The Company's significant accounting policies have not changed from those previously described in the Company's Annual Report on Form 10-K for the year ended December 31, 2019, with the exception of the change to the accounting policy related to property and equipment due to the purchase of land and buildings as described below.

 

Property and Equipment

Land is stated at cost.  Property and equipment, other than land, are stated at cost less accumulated depreciation.  Depreciation is recognized using the straight-line method over the estimated useful lives of the related assets for financial reporting purposes and an accelerated method for income tax reporting purposes.  Upon retirement or sale of an asset, the cost and related accumulated depreciation and amortization are removed from the balance sheet and the resulting gain or loss is reflected in operations.  Repair and maintenance costs are charged to expenses as incurred and improvements are capitalized.

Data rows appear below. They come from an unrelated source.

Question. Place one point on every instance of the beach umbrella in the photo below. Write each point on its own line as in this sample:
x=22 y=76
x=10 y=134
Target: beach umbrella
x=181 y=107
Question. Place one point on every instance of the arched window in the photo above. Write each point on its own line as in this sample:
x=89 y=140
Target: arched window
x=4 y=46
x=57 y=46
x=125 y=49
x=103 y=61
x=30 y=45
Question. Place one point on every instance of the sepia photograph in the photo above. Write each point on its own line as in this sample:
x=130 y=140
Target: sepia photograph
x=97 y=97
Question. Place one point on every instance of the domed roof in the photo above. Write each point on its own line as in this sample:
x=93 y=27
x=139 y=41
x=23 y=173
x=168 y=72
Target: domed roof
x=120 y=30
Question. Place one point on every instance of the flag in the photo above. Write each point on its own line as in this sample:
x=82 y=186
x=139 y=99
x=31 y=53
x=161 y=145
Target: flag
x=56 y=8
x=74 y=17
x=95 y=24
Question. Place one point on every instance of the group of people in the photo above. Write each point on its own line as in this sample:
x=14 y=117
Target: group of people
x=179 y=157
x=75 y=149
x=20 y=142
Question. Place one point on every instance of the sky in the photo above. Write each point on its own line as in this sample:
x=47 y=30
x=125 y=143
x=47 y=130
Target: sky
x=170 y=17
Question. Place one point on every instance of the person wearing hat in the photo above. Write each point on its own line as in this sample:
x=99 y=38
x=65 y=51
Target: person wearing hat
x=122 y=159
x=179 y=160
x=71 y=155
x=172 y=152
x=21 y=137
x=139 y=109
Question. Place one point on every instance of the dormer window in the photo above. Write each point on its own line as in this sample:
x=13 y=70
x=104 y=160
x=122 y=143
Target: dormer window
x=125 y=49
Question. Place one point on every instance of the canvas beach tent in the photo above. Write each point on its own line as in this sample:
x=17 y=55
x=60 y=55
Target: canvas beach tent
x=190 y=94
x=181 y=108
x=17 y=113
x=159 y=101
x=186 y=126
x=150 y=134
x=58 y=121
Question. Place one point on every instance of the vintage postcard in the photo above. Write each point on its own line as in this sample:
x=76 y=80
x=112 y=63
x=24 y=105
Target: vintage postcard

Leasehold improvements are amortized on a straight-line basis over the term of the applicable lease, or the useful life of the assets, whichever is shorter.

Depreciation and amortization periods for the Company’s property and equipment are as follows:

 

Buildings

 

40 years

Machinery and equipment

 

5 to 7 years

Furniture and fixtures

 

3 to 5 years

Computer equipment

 

3 years

Software

 

3 years

Trade show equipment

 

3 years

 

The Company capitalizes software development costs associated with internal use software, including external direct costs of materials and services and payroll costs for employees devoting time to a software project.  Costs incurred during the preliminary project stage, as well as costs for maintenance and training, are expensed as incurred.

Software includes internal-use software acquired and modified to meet the Company’s internal requirements.  Amortization commences when the software is ready for its intended use.